Personal information
- Born: December 19, 1990 (age 35) Salt Lake City, Utah, U.S.
- Listed height: 6 ft 1 in (1.85 m)
- Listed weight: 298 lb (135 kg)

Career information
- High school: Skyline (Millcreek, Utah)
- College: Snow (2009–2011); Utah (2012–2013);
- NFL draft: 2014: undrafted

Career history
- San Diego / Los Angeles Chargers (2014–2017); Buffalo Bills (2018)*; Salt Lake Stallions (2019);
- * Offseason and/or practice squad member only

Awards and highlights
- Second-team All-Pac-12 (2013);

Career NFL statistics
- Total tackles: 53
- Sacks: 1
- Fumble recoveries: 1
- Stats at Pro Football Reference

= Tenny Palepoi =

American football player (born 1990)

Tenny Tatoi Palepoi (born December 19, 1990) is an American former professional football player who was a defensive tackle in the National Football League (NFL). He enrolled at Snow College before transferring and playing college football for the Utah Utes. His brother, Anton Palepoi, also played in the NFL.

==Early life==
Palepoi was born on December 19, 1990, in Salt Lake City, Utah. He played high school football at Skyline High School in Holladay, Utah. He first-team all-state in 2008 as a senior and honorable mention all-state in 2007. He was also team captain and an all-region selection his junior and senior years.

==College career==
Palepoi played for the Snow College Badgers from 2010 to 2011. He was a NJCAA All-American, first-team All-WSFL selection, and team captain his sophomore year in 2011.

Palepoi transferred and played football for the Utah Utes of the University of Utah from 2012 to 2013. He was a second-team All-Pac-12 selection and team captain his senior year.

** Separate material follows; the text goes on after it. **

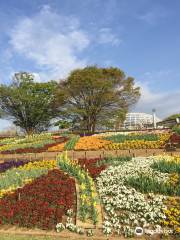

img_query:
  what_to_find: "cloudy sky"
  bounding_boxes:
[0,0,180,129]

He recorded 74 tackles, 12.5 tackles for loss and 6.5 sacks at the University of Utah.

==Professional career==

Pre-draft measurables
| Height | Weight | Arm length | Hand span | Wingspan | 40-yard dash | 10-yard split | 20-yard split | 20-yard shuttle | Three-cone drill | Vertical jump | Broad jump | Bench press |
| 6 ft 1+1⁄2 in (1.87 m) | 298 lb (135 kg) | 30+1⁄2 in (0.77 m) | 9+7⁄8 in (0.25 m) | 6 ft 3+5⁄8 in (1.92 m) | 5.10 s | 1.77 s | 2.95 s | 4.53 s | 7.51 s | 30.5 in (0.77 m) | 9 ft 3 in (2.82 m) | 31 reps |
All values from NFL Combine/Pro Day

===San Diego / Los Angeles Chargers===
Palepoi was signed by the San Diego Chargers on May 13, 2014, after going undrafted in the 2014 NFL draft. He made his NFL debut on September 8, 2014, against the Arizona Cardinals, recording one tackle. He was ruled out for the 2015 season with a fractured foot on August 3, 2015.

Palepoi was suspended four games on December 12, 2016, for violating the NFL policy on performance-enhancing substances.

On March 20, 2017, Palepoi re-signed with the Chargers.

===Buffalo Bills===
On April 16, 2018, Palepoi signed a one-year contract with the Buffalo Bills. He was released on July 25, 2018. He was re-signed on August 19, 2018, only to be released four days later.

===Salt Lake Stallions===
On December 22, 2018, Palepoi signed with the Salt Lake Stallions of the Alliance of American Football. The league ceased operations in April 2019.

In the 2020 XFL draft, Palepoi was selected by the Seattle Dragons.